Recently was working a customer case with my VMware colleagues where a customer was seeing that cloning operations were taking a lot longer on their V-Max than it was on their mid-range CXes. Turned out to be a tricky case, and taught me something new.
This experience would apply across more than just EMC arrays, so I thought I would share what we found, how we found it, and what we did about it – in the hopes of helping folks our there.
If you’re interested – read on….
I’ve got a mixed readership – some very VMware-centric, some storage-centric, and some brave open minded souls who span both. Storage-centric folks – bear with this for a bit, as you likely know this, but important to have the VMware-centric folks understand.
There are as many different storage array architectures out there as there are storage vendors (and in some cases, single vendors have more than one architecture). I’m not talking about small differences either – these are really fundamental differences.

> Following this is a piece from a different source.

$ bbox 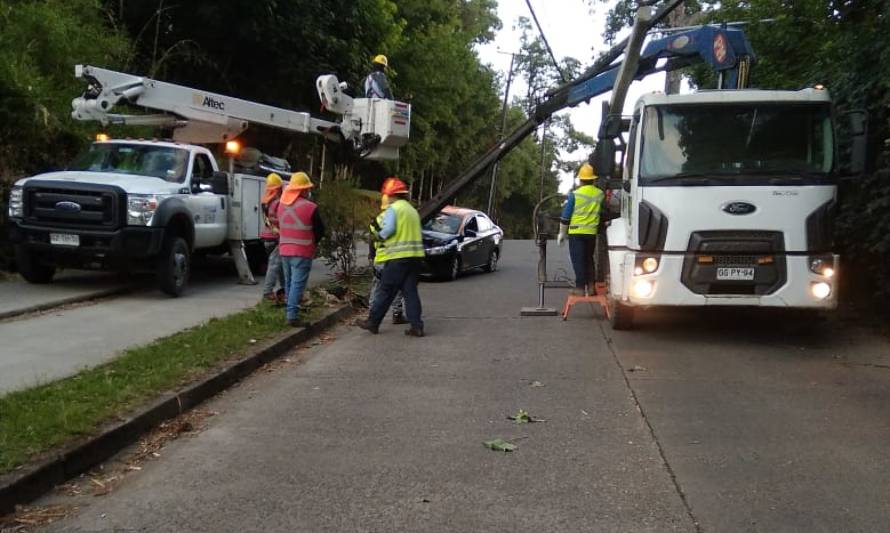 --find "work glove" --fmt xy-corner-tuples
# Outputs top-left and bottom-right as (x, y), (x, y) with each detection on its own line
(556, 224), (569, 246)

It’s these major differences that make direct platform to platform comparisons hard.
WARNING: I’m going to have to make some sweeping generalizations (that will cause some people will get bent) if I have any hope of making this less than a book – intent here is to help customers, not position anything.
One “trend” however that tends to apply is the idea of “mid-range” and “enterprise” design points. The characteristics of the two categories aren’t black and white, and within the two categories, there are wildly different architectural models. In spite of that, there are some consistent customer use cases that define the categories. Note that this is focused on block storage models using VMFS. With NAS models, these concepts exist, but are internal to the NAS platform.
Mid-Range Block Storage targets usually:
- expect “up to hundreds” of hosts to fan into them.
- expect “up to low thousands” of host LUN objects (and have local and remote replication)
- expect “hundreds” of disks, with low thousands at the current max scale
- support open systems, and not mainframes.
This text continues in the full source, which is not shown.